The Canadian soldiers were part of a wider UN Protection Force (UNPROFOR) dispatched to former Yugoslavia in 1992 in the vain hope tensions wouldn’t escalate to all-out war and an amicable settlement could be reached by all sides. They stayed until the bitter end, long past the point their mission was reduced to miserable, life-threatening failure.
The peacekeepers’ increasingly bleak analysis of the reality on the ground provides a candid perspective of the war’s history that has been largely concealed from the public. It is a story of CIA black ops, literally explosive provocations, illegal weapon shipments, imported jihadist fighters, potential false flags, and stage-managed atrocities.
Read the complete Canadian UNPROFOR cables here.
See key excerpts of the files referred to in this article here.
“Outside interference in the peace process”
It is a little-known but openly acknowledged fact that the U.S. laid the foundations for war in Bosnia, sabotaging a peace deal negotiated by the European Community in early 1992. Under its auspices, the country would be a confederation divided into three semi-autonomous regions along ethnic lines. While far from perfect, each side generally got what it wanted—in particular, self-governance—and at the least, enjoyed an outcome preferable to all-out conflict.
However, on March 28th, 1992, U.S. Ambassador to Yugoslavia Warren Zimmerman met with Bosnian President Alija Izetbegovic, a Bosniak Muslim, to reportedly offer Washington’s recognition of the country as an independent state. He further promised unconditional support in the inevitable subsequent war if rejected the Community proposal. Hours later, Izetbegovic went on the warpath, and fighting erupted almost immediately.
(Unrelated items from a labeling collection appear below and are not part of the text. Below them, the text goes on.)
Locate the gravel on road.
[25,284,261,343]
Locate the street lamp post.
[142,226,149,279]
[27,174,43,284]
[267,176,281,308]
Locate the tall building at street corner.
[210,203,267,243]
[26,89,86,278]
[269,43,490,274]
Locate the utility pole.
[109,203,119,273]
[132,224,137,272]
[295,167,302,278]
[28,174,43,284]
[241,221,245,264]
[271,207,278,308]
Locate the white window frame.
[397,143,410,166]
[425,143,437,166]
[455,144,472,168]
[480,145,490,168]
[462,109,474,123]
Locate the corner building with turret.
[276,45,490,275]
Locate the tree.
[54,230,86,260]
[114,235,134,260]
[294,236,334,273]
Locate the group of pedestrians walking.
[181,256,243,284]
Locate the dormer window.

Received wisdom dictates the Americans were concerned that Brussels’ leading role in negotiations would weaken Washington’s international prestige and assist in the soon-to-be European Union emerging as an independent power bloc following the collapse of Communism.
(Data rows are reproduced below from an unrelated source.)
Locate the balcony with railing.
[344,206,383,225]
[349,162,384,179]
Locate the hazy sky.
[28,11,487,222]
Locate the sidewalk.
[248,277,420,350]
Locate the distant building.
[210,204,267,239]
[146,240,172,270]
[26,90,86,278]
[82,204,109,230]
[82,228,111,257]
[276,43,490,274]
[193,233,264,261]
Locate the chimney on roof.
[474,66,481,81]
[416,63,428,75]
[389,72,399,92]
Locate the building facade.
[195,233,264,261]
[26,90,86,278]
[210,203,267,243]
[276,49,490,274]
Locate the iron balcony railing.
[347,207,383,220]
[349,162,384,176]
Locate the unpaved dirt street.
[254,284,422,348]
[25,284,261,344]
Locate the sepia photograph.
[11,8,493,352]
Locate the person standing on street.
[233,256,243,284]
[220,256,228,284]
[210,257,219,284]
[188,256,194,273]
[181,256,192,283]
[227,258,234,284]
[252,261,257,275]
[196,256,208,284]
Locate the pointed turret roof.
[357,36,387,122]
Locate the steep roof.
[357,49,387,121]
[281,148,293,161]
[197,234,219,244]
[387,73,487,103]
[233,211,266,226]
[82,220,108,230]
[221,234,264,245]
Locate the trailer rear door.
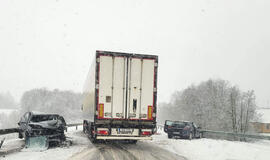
[98,55,155,120]
[128,58,155,120]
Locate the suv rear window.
[166,121,173,126]
[31,115,58,122]
[172,122,187,128]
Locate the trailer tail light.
[97,130,109,135]
[98,104,104,118]
[97,128,109,135]
[141,129,152,136]
[147,106,153,119]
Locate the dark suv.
[167,121,202,139]
[18,112,66,141]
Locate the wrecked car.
[167,121,202,140]
[18,112,66,147]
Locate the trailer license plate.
[117,128,134,135]
[111,128,139,136]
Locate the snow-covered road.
[0,128,270,160]
[148,132,270,160]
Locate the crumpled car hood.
[29,120,62,129]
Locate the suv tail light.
[97,130,109,135]
[141,129,152,136]
[98,104,104,118]
[147,106,153,119]
[96,128,109,135]
[184,127,189,130]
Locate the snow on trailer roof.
[32,111,58,115]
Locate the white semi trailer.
[82,51,158,142]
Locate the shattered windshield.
[30,115,58,122]
[172,122,186,128]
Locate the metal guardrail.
[0,123,82,135]
[0,128,19,135]
[202,130,270,140]
[157,124,270,140]
[66,123,83,131]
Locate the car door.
[164,120,174,133]
[192,123,200,137]
[19,112,30,132]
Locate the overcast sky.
[0,0,270,107]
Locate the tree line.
[158,79,259,133]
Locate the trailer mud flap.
[25,136,49,151]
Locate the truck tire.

While such concerns were no doubt held by U.S. officials, the UNPROFOR cables expose a much darker agenda at work. Washington wanted Yugoslavia reduced to rubble and planned to bring the Serbs violently to heel by prolonging the war as long as possible. To the U.S., the Serbs were the ethnic group most determined to preserve the troublesome independent republic’s existence.
These aims were very effectively served by Washington’s absolutist assistance to the Bosniaks. It was an article of faith in the Western mainstream at the time and remains so today that Serb intransigence in negotiations blocked the path to peace in Bosnia. Yet, the UNPROFOR cables make repeatedly clear this was not the case.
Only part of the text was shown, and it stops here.